PDF glyphs sometimes appear correct on some devices and missing on other devices

Question:

How do I repair a PDF file that does not have embedded fonts, and on some devices glyphs are missing?

I notice that if I select and copy+paste the text from the PDF in any PDF reader then I get garbage text output. That is, the text sometimes looks correct, depending on the device, but the extracted text is always meaningless.

Answer:

The issue is that the PDF font is

a) not embedded in the original document, and
b) does not have a proper ToUnicode map, instead using indices into the specific (non-embedded) font file to indicate glyphs.

(a) happens pretty often, and PDFTron normally is able to find a substitute font, but (b) makes it so that this is not possible, and the file can only be displayed on a system that has the Exact font file available.

The following are possible next steps to resolve this issue.

  1. Contact the author and have them embed the font in the PDF.
  2. If you have access to the font then you can use our Optimizer class server side to embed the missing font.
  3. If you have access to the font, but do not want to modify the PDF (perhaps it is digitally signed) then you would have to make the font available at the time of viewing the file.

Solution (1) is the ideal/best solution as only the author of the PDF knows what it should look like.

For solution (2) above you can use our Optimizer class to attempt to repair PDF files with bad font references in them.

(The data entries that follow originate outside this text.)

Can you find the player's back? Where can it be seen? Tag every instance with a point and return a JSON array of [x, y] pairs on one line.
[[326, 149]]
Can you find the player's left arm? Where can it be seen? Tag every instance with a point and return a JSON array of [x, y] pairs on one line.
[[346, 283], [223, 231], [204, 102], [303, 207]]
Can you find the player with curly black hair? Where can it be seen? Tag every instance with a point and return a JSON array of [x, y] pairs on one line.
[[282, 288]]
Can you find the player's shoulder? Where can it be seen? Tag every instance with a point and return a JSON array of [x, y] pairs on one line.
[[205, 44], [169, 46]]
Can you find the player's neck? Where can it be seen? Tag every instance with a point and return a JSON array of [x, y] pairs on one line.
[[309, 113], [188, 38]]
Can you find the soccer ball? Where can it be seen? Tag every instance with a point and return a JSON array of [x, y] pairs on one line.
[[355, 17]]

using (PDFDoc doc = new PDFDoc(input_pdf_path))
{
	if (!doc.InitSecurityHandler()) return; // password protected

	Optimizer.TextSettings textSettings = new Optimizer.TextSettings();
	textSettings.EmbedFonts(true);
	textSettings.SubsetFonts(true);

	Optimizer.OptimizerSettings optimizerSettings = new Optimizer.OptimizerSettings();
	optimizerSettings.SetTextSettings(textSettings);

	Optimizer.Optimize(doc, optimizerSettings);

	doc.Save(output_pdf_path, SDFDoc.SaveOptions.e_linearized);
}

WARNING that for the above to actually work you need to run this on a device with the correct font file. If this is run on a server that does not have the correct font file then possibly the text will never look correct on any device afterwards.